Let's see what velocity is at $r=100000 \text{ km}$:

\begin{align}\mathscr{E}_{tot} &= {1\over 2}v^2 - {GM\over r}\\ -0.7\text{ kg}\cdot \text{m}^2 /\text{s}^2 /\text{kg} &= {1\over 2}v^2 - {4e8\text{ m}^3 /\text{s}^2\over 1e8\text{ m}}\\ -0.7\text{ m}^2/\text{s}^2 &= {1\over 2}v^2 - 4\text{ m}^2/\text{s}^2\\ 3.3\text{ m}^2/\text{s}^2 &= {1\over 2}v^2\\ 6.6\text{ m}^2/\text{s}^2 &= v^2\\ v &= 2.6\text{ m}/s\end{align}

At 100,000 km from Earth the CSM would be traveling at 2.6 m/s... And that's not even halfway to the moon.

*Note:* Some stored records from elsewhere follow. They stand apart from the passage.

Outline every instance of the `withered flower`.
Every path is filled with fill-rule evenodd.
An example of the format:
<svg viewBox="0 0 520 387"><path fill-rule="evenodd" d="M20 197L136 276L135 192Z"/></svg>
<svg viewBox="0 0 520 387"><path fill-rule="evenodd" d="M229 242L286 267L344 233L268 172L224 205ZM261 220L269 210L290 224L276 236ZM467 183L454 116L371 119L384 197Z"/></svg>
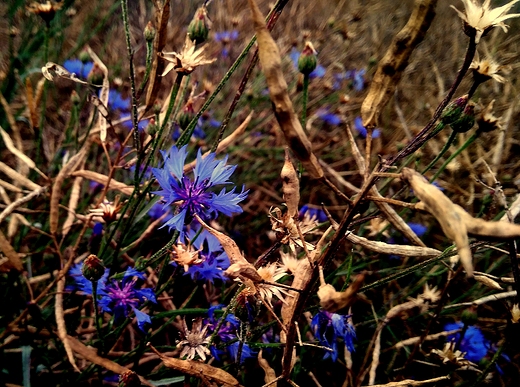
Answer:
<svg viewBox="0 0 520 387"><path fill-rule="evenodd" d="M117 220L121 208L123 208L123 203L121 203L121 197L118 195L113 202L106 199L103 200L103 203L101 203L97 208L91 209L90 213L101 216L107 224L110 224Z"/></svg>
<svg viewBox="0 0 520 387"><path fill-rule="evenodd" d="M318 225L315 219L304 217L302 221L295 221L294 218L289 216L288 212L282 214L282 210L277 207L269 210L269 218L272 230L276 232L280 242L289 245L293 254L296 254L296 245L303 248L304 243L308 251L314 250L313 244L301 240L298 227L300 227L302 236L305 237L306 234L310 233ZM298 226L296 222L298 222Z"/></svg>
<svg viewBox="0 0 520 387"><path fill-rule="evenodd" d="M433 349L431 353L439 356L444 364L451 363L459 367L475 365L464 358L466 355L465 352L461 352L458 349L455 350L455 342L453 341L444 344L444 348L442 350Z"/></svg>
<svg viewBox="0 0 520 387"><path fill-rule="evenodd" d="M184 47L180 53L176 52L164 52L160 53L164 59L169 61L168 65L164 69L162 76L164 77L170 71L175 70L177 73L188 75L193 72L197 67L213 63L214 59L206 59L204 57L204 49L207 45L204 45L197 50L195 50L195 42L190 39L189 36L186 37L186 42L184 43Z"/></svg>
<svg viewBox="0 0 520 387"><path fill-rule="evenodd" d="M55 1L46 1L45 3L34 1L27 6L27 10L30 13L40 16L48 27L52 19L54 19L56 12L59 11L62 6L63 3L56 3Z"/></svg>
<svg viewBox="0 0 520 387"><path fill-rule="evenodd" d="M181 335L183 340L177 343L177 347L183 347L180 357L186 356L187 360L193 360L195 356L199 355L202 361L206 361L206 355L211 352L207 345L210 336L206 335L209 325L202 326L202 318L193 320L191 331L186 326L186 320L182 320Z"/></svg>
<svg viewBox="0 0 520 387"><path fill-rule="evenodd" d="M453 5L452 7L459 17L464 21L464 32L466 35L475 38L475 43L480 41L493 27L500 27L507 32L508 25L504 24L504 20L520 16L519 13L507 14L507 12L520 0L513 0L509 3L492 9L490 7L491 0L484 0L484 4L480 5L477 0L462 0L465 12L459 11Z"/></svg>
<svg viewBox="0 0 520 387"><path fill-rule="evenodd" d="M184 243L177 243L177 246L173 246L171 252L171 258L174 262L182 265L184 271L188 271L190 266L198 265L204 262L204 259L200 258L200 250L194 250L191 245L186 246Z"/></svg>
<svg viewBox="0 0 520 387"><path fill-rule="evenodd" d="M495 117L493 114L493 104L491 101L477 116L478 130L481 132L491 132L495 129L502 129L502 117Z"/></svg>
<svg viewBox="0 0 520 387"><path fill-rule="evenodd" d="M258 269L258 274L260 274L260 277L266 282L270 283L255 283L256 290L262 300L269 304L269 306L272 305L272 299L273 296L276 296L280 301L282 301L284 304L287 302L284 299L284 295L291 297L291 294L285 290L284 288L278 287L276 285L273 285L275 282L277 282L280 278L287 275L284 268L281 266L278 266L276 263L271 263L267 266L260 267Z"/></svg>
<svg viewBox="0 0 520 387"><path fill-rule="evenodd" d="M475 79L475 82L478 83L483 83L489 79L494 79L500 83L504 83L506 80L503 76L498 75L498 72L502 70L503 66L499 65L491 58L480 60L477 54L469 68L473 70L473 78Z"/></svg>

I think somebody said the math was wrong, but... how?

So is this bad news?

Answer 1

Uwe's absolutely right. Your unit conversion from the GM value given by uhoh (which I believe is correct but haven't checked) assumes that $1 km^3 = 1000 m^3$. $1 km^3$ is actually $$(1000 m)^3 = 1E9 m^3$$

You'll find that substantially changes the value of $v$.